Access to advanced TAB and BGA components and assembly equipment determines the gap between production capabilities across Asia. These newest processes are engineering-intensive in their startup phase. Oriental Semiconductor Electronics (OSE) in Taiwan licensed TAB technology from Intel. OSE's engineers were trained at Intel, and then Intel's engineers provided on-site help at OSE. Due to early quality problems, these new technologies are generally established as independent engineering operations that require intensive levels of inspection and adjustments. NatSteel in Singapore uses SBB direct chip attach technology. Nam Tai in China uses TCP and inner lead wire bonding for direct attachment of chips.

While Taiwan once had the highest ratio of engineers to production workers of Asia's rapidly industrializing economies, Singapore now matches Taiwan, with about 16 new engineering graduates per 1,000 manufacturing employees. Korea is third with 10, and Hong Kong and China have under three engineers per 1,000 manufacturing employees.

To achieve the kind of technological leadership provided by Japan, countries must also develop the materials and components used in next-generation products. That requires much higher levels of R&D than is typically found in Hong Kong, China, or Malaysia; however, Korea, Taiwan, and Singapore are increasing domestic R&D in order to develop key electronics technologies. Future miniaturization requirements include direct chip mounting and multichip modules. In Taiwan, OSE is packaging MCMs and establishing four lines to produce BGA chip set packages as it climbs the technology ladder. Taiwan's Industrial Technology Research Institute (ITRI) has a research project for fine (.25 Ám) line process technology. To meet finer pitch assembly requirements, Matsushita Kyushu and Toshiba have developed SMT and TAB equipment capable of assembling 0.15 mm-pin chips. Such fine pitch placement allows 800 pins on a 32 mm package, 1,000 pins on a 40 mm package, or 384 pins on a 16 mm package. Ceramic multicomponent modules (CMM) that integrate passive and active components are little larger than encapsulated ICs (Keizer and de Wild 1994).


No printed circuit board assembler can expect production to last over six months for today's products. Short life cycles are forcing firms to be more responsive in providing product quotes to and communicating with their global customers. Standard design software allows for rapid transfer of design data files between clients and vendors by electronic mail. Leading firms across Asia use leased lines and intranets between their operating units around the world to facilitate communications.
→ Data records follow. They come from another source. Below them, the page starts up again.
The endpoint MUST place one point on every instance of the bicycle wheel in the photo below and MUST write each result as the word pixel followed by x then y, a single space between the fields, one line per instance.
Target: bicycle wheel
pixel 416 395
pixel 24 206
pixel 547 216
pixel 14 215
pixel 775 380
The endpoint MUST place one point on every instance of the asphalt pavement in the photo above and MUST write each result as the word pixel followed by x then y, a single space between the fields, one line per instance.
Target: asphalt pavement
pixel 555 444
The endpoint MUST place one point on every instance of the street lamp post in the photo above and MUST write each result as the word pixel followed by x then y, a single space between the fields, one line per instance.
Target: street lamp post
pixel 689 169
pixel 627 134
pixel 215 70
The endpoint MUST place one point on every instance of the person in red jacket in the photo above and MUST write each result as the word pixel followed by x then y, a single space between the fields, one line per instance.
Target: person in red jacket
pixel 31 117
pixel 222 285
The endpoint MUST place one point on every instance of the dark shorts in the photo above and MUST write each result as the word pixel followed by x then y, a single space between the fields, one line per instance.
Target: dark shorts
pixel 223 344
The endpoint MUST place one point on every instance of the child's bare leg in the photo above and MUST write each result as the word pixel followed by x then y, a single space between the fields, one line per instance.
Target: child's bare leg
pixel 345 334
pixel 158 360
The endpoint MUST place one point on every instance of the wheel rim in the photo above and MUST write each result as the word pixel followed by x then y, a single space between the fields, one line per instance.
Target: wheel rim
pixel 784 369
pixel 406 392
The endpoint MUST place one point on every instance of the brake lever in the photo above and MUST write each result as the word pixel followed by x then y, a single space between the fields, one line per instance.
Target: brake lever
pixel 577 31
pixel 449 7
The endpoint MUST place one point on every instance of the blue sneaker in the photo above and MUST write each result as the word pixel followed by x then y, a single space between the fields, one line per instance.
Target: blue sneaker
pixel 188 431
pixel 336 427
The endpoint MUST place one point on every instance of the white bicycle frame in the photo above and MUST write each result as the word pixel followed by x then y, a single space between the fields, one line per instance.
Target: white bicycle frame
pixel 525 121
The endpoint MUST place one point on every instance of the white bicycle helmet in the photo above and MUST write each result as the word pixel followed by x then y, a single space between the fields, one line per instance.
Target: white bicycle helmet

One barrier to competition is often capital; however, many of the countries of this WTEC study find themselves with excess financial resources to invest. Early investments in China allowed for sustained profit margins in high-growth industries like computers, telecommunications, and related parts and components. With growing competition, more capital-intensive strategies are now being pursued. In Taiwan, petrochemicals and semiconductor fabrication operations (fabs) are two industries with heavy investment requirements. Formosa Plastics, Taiwan's largest conglomerate and a world leader in high-quality textiles, is currently building a complex that will include an oil refinery, two naphtha cracking plants, and 27 chemical plants. The Singapore and Taiwan governments are providing additional incentives to build wafer fabrication facilities (fabs), where historical profits have been about 35%. By 2002, Singapore and Taiwan together plan to have over 40 wafer fabs, compared to 10 in 1995. At an estimated cost of around $1 billion per fab, these are truly capital-intensive investments. Hong Kong has discouraged such investments due to limited land availability.